Pa­ra­do­xien und Kom­ple­men­ta­ri­tä­ten

Publikationsdatum
27-01-2012
Revision
25-08-2015

Weil «nur ‹die, welche das Glück hatten, ihn zu kennen› die Bedeutung von Aldo Rossis (Zürcher) Erbe ermessen können», haben Ákos Moravánszky und Judith Hopfengärtner Zeitzeugen aufgeboten, die sich in «Aldo Rossi und die Schweiz» an ihre Studienzeit bei dem Mailänder Architekten erinnern, der für die einen «wie eine Bombe einschlug» bzw. ein «Vakuum» füllte, für die anderen ein rotes Tuch war und Dritten den Kalauer eintrug: «Was für die Hausfrau Betty Bossi, ist für Schnebli Aldo Rossi.»
Der kulinarische Bezug ist keineswegs abwegig. Dolf Schnebli, «il più bravo dei Rossiani» (Bruno Zevi), erhielt dieses Attribut anlässlich einer Begegnung mit dem Doyen der italienischen Architekturkritik beim Mittagsmahl im Mailänder «Ristorante Alla Collina Pistoiese». Miroslav Šiks «Lernen von Rossi» gipfelt in der Erkenntnis: «Wir waren tatsächlich gläubige Jünger, wie Jacques Herzog und Pierre de Meuron 1997 schreiben.» Heute spricht Philip Ursprung gewissermassen für sie («Die Rückkehr des Realen»), die Rossis Erbe vielleicht gerade deshalb hoch halten, weil sie sich von ihm emanzipiert haben.
Es ist die Paradoxie, die Rossis Werken und Wirken – in dem Band gegliedert in die Kapitel «Aldo Rossi an der ETH Zürich» und «Theorie und Lehre» – charakterisiert.
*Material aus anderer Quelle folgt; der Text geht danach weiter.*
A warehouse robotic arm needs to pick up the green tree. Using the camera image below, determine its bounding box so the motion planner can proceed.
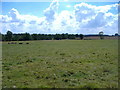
[6,31,13,41]
[99,31,104,39]
[80,34,84,40]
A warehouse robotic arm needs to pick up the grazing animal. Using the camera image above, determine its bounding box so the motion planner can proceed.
[19,43,23,44]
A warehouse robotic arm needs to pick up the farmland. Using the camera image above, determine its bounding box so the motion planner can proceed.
[2,40,118,88]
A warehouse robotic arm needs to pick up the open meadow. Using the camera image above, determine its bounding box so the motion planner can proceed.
[2,40,118,88]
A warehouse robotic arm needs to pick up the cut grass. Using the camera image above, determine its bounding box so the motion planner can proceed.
[2,40,118,88]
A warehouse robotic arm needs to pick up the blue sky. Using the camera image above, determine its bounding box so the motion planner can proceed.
[0,0,118,34]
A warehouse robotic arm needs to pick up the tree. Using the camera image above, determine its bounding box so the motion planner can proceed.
[80,34,84,40]
[99,31,104,39]
[115,33,119,36]
[6,31,13,41]
[23,33,31,40]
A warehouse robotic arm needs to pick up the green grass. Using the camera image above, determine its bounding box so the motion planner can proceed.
[2,40,118,88]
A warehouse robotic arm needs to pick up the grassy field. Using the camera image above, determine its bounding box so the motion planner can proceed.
[2,40,118,88]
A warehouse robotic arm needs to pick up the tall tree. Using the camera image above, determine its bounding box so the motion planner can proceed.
[99,31,104,39]
[80,34,84,40]
[6,31,13,41]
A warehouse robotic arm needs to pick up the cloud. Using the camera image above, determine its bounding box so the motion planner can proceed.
[0,0,118,34]
[44,0,59,22]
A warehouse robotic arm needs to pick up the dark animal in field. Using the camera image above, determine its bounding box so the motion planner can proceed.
[26,43,29,44]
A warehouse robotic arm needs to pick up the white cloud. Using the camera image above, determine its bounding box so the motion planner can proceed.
[0,0,118,34]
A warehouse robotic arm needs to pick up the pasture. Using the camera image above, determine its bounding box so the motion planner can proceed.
[2,40,118,88]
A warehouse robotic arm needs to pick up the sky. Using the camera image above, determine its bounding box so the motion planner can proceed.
[0,0,118,35]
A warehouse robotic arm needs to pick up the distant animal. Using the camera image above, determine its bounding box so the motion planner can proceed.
[19,43,23,44]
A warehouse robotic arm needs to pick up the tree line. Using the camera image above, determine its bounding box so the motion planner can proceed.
[0,31,84,41]
[0,31,119,41]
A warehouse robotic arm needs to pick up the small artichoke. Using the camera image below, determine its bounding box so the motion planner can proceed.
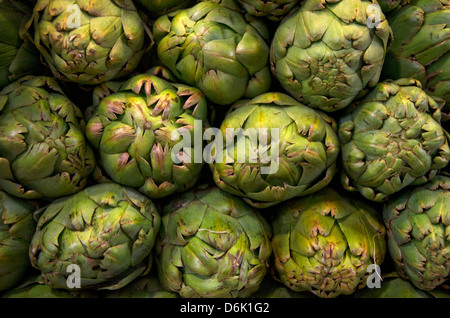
[272,187,386,298]
[0,191,36,292]
[209,93,340,208]
[338,79,450,202]
[155,186,272,298]
[383,175,450,291]
[153,1,272,105]
[86,74,208,198]
[0,76,95,199]
[270,0,391,112]
[382,0,450,103]
[237,0,303,21]
[29,183,161,290]
[0,0,42,89]
[34,0,151,85]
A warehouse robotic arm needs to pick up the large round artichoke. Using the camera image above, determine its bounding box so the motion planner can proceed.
[155,186,272,298]
[272,188,386,297]
[383,176,450,290]
[271,0,391,112]
[237,0,303,21]
[0,191,36,292]
[383,0,450,103]
[34,0,150,85]
[0,76,95,199]
[0,0,42,89]
[30,183,161,290]
[153,1,271,105]
[339,79,450,202]
[210,93,340,208]
[86,74,208,198]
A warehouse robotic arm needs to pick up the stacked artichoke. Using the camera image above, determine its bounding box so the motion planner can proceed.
[0,0,450,299]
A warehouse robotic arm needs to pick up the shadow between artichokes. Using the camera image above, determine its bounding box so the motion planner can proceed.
[0,190,36,292]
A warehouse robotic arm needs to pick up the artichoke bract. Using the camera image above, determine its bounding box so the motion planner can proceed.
[86,74,208,198]
[29,183,161,290]
[238,0,302,21]
[135,0,194,17]
[0,76,95,199]
[209,93,340,208]
[383,0,450,103]
[270,0,391,112]
[153,1,272,105]
[272,187,386,298]
[0,191,36,291]
[155,186,272,298]
[34,0,151,85]
[0,0,43,89]
[383,175,450,291]
[338,79,450,202]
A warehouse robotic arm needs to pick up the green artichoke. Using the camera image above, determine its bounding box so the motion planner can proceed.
[86,74,208,198]
[338,79,450,202]
[354,277,433,298]
[270,0,391,112]
[29,183,161,290]
[0,191,36,291]
[135,0,194,17]
[0,76,95,199]
[34,0,151,85]
[272,187,386,298]
[155,186,272,298]
[209,93,340,208]
[153,1,272,105]
[383,0,450,103]
[237,0,302,21]
[383,175,450,291]
[0,0,42,89]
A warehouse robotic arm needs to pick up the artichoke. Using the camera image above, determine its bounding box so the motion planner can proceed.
[135,0,194,17]
[383,0,450,103]
[338,79,450,202]
[0,0,42,89]
[270,0,391,112]
[237,0,302,21]
[354,277,433,298]
[0,191,36,292]
[86,74,208,198]
[209,93,340,208]
[155,186,272,298]
[0,76,95,199]
[153,1,272,105]
[383,175,450,291]
[29,183,161,290]
[34,0,151,85]
[272,187,386,298]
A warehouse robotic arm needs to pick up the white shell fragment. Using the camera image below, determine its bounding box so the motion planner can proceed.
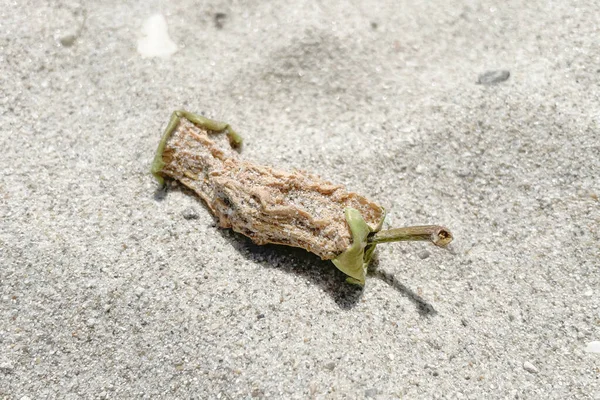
[137,14,177,58]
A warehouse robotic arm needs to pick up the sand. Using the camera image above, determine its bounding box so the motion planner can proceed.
[0,0,600,399]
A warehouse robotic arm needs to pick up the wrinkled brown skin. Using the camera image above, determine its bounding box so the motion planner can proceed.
[153,118,384,260]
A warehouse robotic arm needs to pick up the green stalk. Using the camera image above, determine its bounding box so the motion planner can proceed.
[367,225,453,247]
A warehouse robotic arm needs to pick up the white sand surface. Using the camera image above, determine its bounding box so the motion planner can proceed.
[0,0,600,399]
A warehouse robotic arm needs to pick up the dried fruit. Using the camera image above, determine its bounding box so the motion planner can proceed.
[152,111,452,285]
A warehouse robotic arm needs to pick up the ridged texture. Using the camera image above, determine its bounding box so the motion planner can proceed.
[161,119,384,260]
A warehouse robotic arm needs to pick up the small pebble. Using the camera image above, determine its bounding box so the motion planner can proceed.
[523,361,538,374]
[58,33,77,47]
[181,207,198,219]
[0,362,15,374]
[215,13,227,29]
[419,250,431,260]
[477,70,510,85]
[585,340,600,354]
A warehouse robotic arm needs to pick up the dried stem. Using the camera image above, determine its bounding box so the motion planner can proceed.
[367,225,453,247]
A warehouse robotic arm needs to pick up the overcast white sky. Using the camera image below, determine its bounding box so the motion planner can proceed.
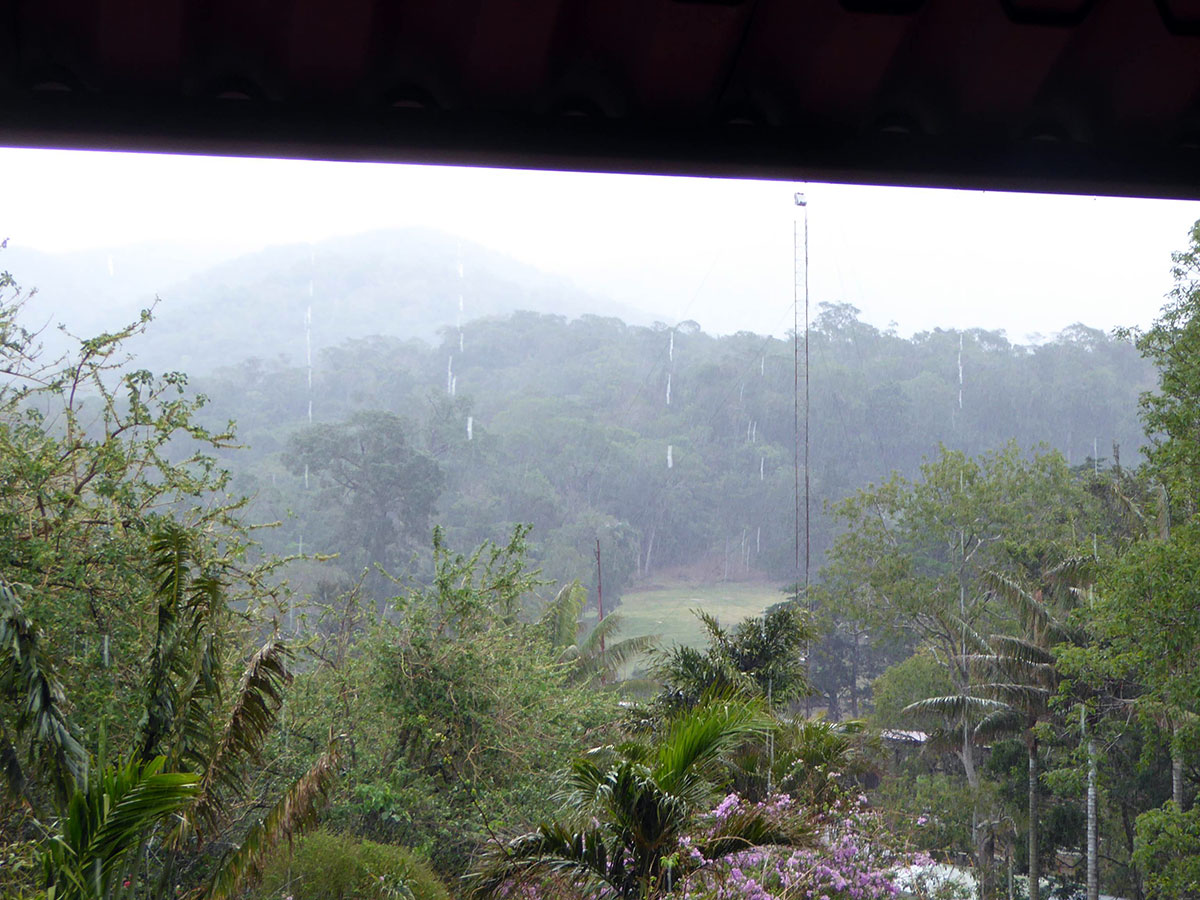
[0,149,1200,341]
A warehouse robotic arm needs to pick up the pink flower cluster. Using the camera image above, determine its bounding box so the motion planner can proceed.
[682,794,910,900]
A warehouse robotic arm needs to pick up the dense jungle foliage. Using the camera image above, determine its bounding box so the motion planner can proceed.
[0,218,1200,900]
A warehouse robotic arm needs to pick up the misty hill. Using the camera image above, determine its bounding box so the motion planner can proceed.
[4,228,648,373]
[197,305,1154,607]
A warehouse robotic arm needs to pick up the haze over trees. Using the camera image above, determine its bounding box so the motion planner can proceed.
[0,218,1200,900]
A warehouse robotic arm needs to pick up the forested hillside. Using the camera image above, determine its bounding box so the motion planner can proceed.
[194,305,1153,607]
[7,218,1200,900]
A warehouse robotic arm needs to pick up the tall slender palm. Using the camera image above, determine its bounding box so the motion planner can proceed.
[541,580,658,684]
[472,701,810,900]
[0,522,338,900]
[906,571,1082,900]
Das illustrieren nicht nur die Augenzeugenberichte. Die Herausbringer bringen es in einem Zitat Rossis zu der 1976 entworfenen Casa dello studente in Chieti auf den Punkt: Dessen Erscheinungsbild ergebe sich «aus der funktionalen, logischen und wirtschaftlichen Einheit», könne zugleich aber auch «Abbild einer fantastischen Welt sein, je nachdem wie stark die persönlichen Vorstellungen ausgeprägt sind». Es ist «das doppelseitige Wesen der Architektur, Bild und Konstruktion» (Max Bosshard und Christoph Luchsinger «Das Labyrinth von Aldo Rossi»), wie es sich in dem 1979 in Venedig errichteten Teatro del Mondo verdichtet. Das Temporäre des zwischen Theater und Kulisse oszillierenden Hauses weist voraus auf die Radierung «Ora questo è perduto». Der Titel trifft, so mutmasst Martin Steinmann in «Dieses ist lange her – Notizen zu Aldo Rossi», dessen eigene Architektur: «Die Konstruktion der Form und ihre Zerstörung sind zwei komplementäre Aspekte derselben Suche» (Daniel Vitale «Aldo Rossi und die Architektur – ‹ora questo è perduto›»). Erfasst hat das Eduardo Souto de Moura, als er seinen in die Jahre gekommenen Stadtmarkt von Braga (1980) 1997 auf die Struktur reduziert: «Was bleibt, ist die ‹Permanenz der Form›, denn als das Dach entfernt wird, starren wie Medusenhäupter die stählernen Stäbe empor, die aus dem Beton der Säulen herausragen» (Diogo Seixas Lopes «‹South of No North› – Rossi und Portugal»). Analog dazu strukturierten die Autorinnen und Autoren auch dieses Buch: Basierend auf einem «Thesengerüst» um die Zürcher «Gastspiele» geben sie Andockstellen, lose Enden «für Interpretationen, Projektionen» eines durchaus roten Fadens durch Aldo Rossis Labyrinth.